Hal ini disampaikan Hadi saat memberikan pengarahan kepada prajurit TNI dan anggota Polri di Batalyon Infanteri Raider 751/Vira Jaya Sakti, Jayapura, Jumat (26/2/2021). Hadi menyampaikan terkait pandemi yang masih berlangsung, TNI-Polri harus menjadi contoh disiplin melaksanakan protokol kesehatan sehari-hari.
”Logika sederhananya, apabila kita disiplin melaksanakan 3M, kita terhindar dari penularan Covid-19 dan masih dapat melaksanakan kegiatan sehari-hari,” kata Hadi.
Kapolda Irjen Fadil Imran telah menegaskan akan mengusut tuntas dan menjatuhkan hukuman berat bagi tersangka. Kapolda juga meminta maaf kepada pihak TNI serta berkoordinasi agar tidak terjadi respons tidak diinginkan atas kejadian ini.
Hadi mengingatkan, lepas dari berbagai dinamika yang terjadi di lapangan, sinergi TNI-Polri bersama segenap komponen bangsa lainnya sangat diperlukan dalam upaya menekan pandemi dan pemulihan ekonomi nasional.
Pada Kamis (25/2/2021), terjadi insiden penembakan di kafe oleh anggota Polri, Bripka CS, yang menewaskan tiga orang, salah satunya anggota TNI AD.
”TNI-Polri harus terus memantapkan sinergi melalui strategi komunikasi, koordinasi, dan kolaborasi dalam setiap penugasan. Komunikasi yang baik awal terbangunnya kerja sama yang baik pula,” kata Hadi.
Hadi juga menyampaikan bahwa bintara pembina desa (babinsa) hingga bhayangkara pembina keamanan dan ketertiban masyarakat (babinkamtibmas) berperan sangat penting dalam menjalin komunikasi yang baik di akar rumput dengan semua pihak.
Sebelumnya, Kapolri mengatakan telah memerintahkan seluruh jajarannya, khususnya Polda Metro Jaya, agar memberikan sanksi hukuman pemecatan dengan tidak hormat terhadap Bripka CS.

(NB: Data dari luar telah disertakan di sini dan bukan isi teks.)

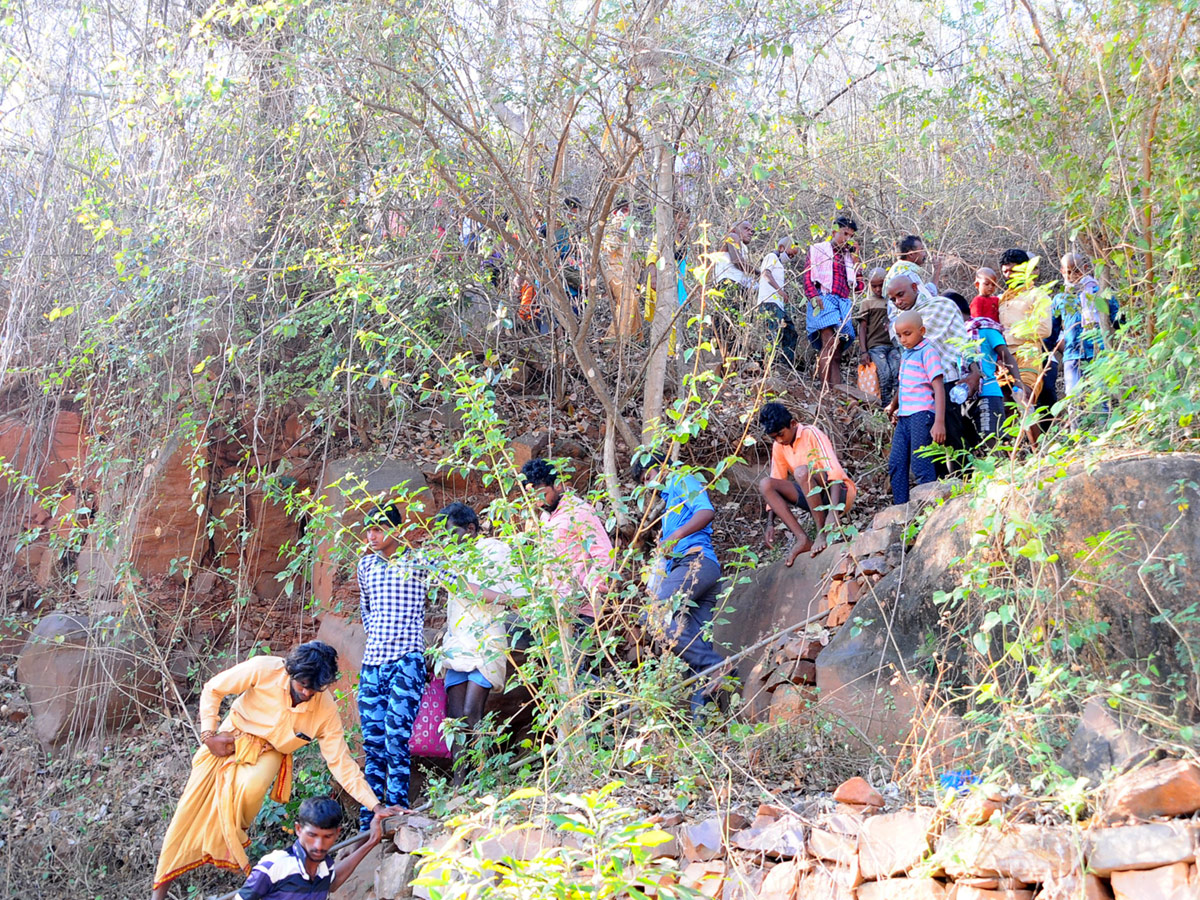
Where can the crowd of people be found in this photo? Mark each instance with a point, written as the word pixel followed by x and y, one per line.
pixel 948 371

Seluruh jajaran Polri juga diminta proaktif dalam rangka meningkatkan sinergitas dengan TNI melalui kegiatan-kegiatan operasional, keagamaan, olahraga hingga kegiatan sosial secara terpadu. Para pengemban tugas di divisi profesi dan pengamanan (propam) diminta meningkatkan koordinasi dengan detasemen polisi militer (Denpom) TNI setempat sebagai upaya pencegahan dan menyelesaikan persoalan antara anggota TNI dan Polri secara cepat dan tuntas.
Kepala Polda Metro Jakarta Raya Inspektur Jenderal Fadil Imran saat meninjau lokasi Kampung Tanggung Jaya di Pondok Aren, Tangerang Selatan, Banten, enggan memberikan keterangan terkait upaya yang akan ia tempuh agar peristiwa penembakan oleh polisi tersebut tidak terulang.
Namun, Kapolda telah menegaskan akan mengusut tuntas dan menjatuhkan hukuman berat bagi tersangka. Kapolda juga meminta maaf kepada pihak TNI serta berkoordinasi agar tidak terjadi respons tidak diinginkan atas kejadian ini.
Penegakan aturan
Ketua Presidium Indonesia Police Watch (IPW) Neta S Pane, Jumat, mengemukakan, insiden penembakan yang dilakukan Brigadir Kepala CS tidak perlu terjadi apabila pengawasan pimpinan di instansi kepolisian terhadap bawahannya berjalan maksimal. Oleh sebab itu, ia menilai penting bagi kepolisian untuk terus memperkuat mekanisme pengawasan berjenjang dari atasan terhadap para anggotanya secara berkala.
Kelemahan pengawasan itu terlihat dari beroperasinya kafe tempat insiden penembakan terjadi. Kepolisian yang juga menjadi bagian dari pengawas pemberlakuan pembatasan kegiatan masyarakat (PPKM) berskala mikro hingga 8 Maret 2021 tidak menindak kafe yang beroperasi melanggar ketentuan. Neta menilai ada pembiaran polisi terhadap kafe tersebut.
Contoh lainnya, kata Neta, adalah soal ketentuan psikotes terhadap anggota kepolisian yang memegang senjata api. Anggota polisi yang memegang senjata api semestinya wajib mengikuti psikotes setiap enam bulan sekali. Aturan itu didorong tegas dilaksanakan.
Pakar psikologi forensik Reza Indragiri Amriel memandang pemantauan terhadap kondisi psikis dan fisik anggota kepolisian harus dilakukan secara berkala. ”Karena semakin tinggi kadar stres dalam tugas, semakin rentan pula psikis personel terguncang,” ucap Reza.
Reza juga menyarankan agar pemantauan terhadap anggota juga tak hanya dilakukan pada kondisi psikis terkait penggunaan senjata, tetapi juga kondisi psikososial. Sebab, kehidupan sehari-hari anggota kepolisian, baik di dalam maupun luar kantor bisa saja berimbas pada performanya, termasuk performa anggota kepolisian saat memegang senjata.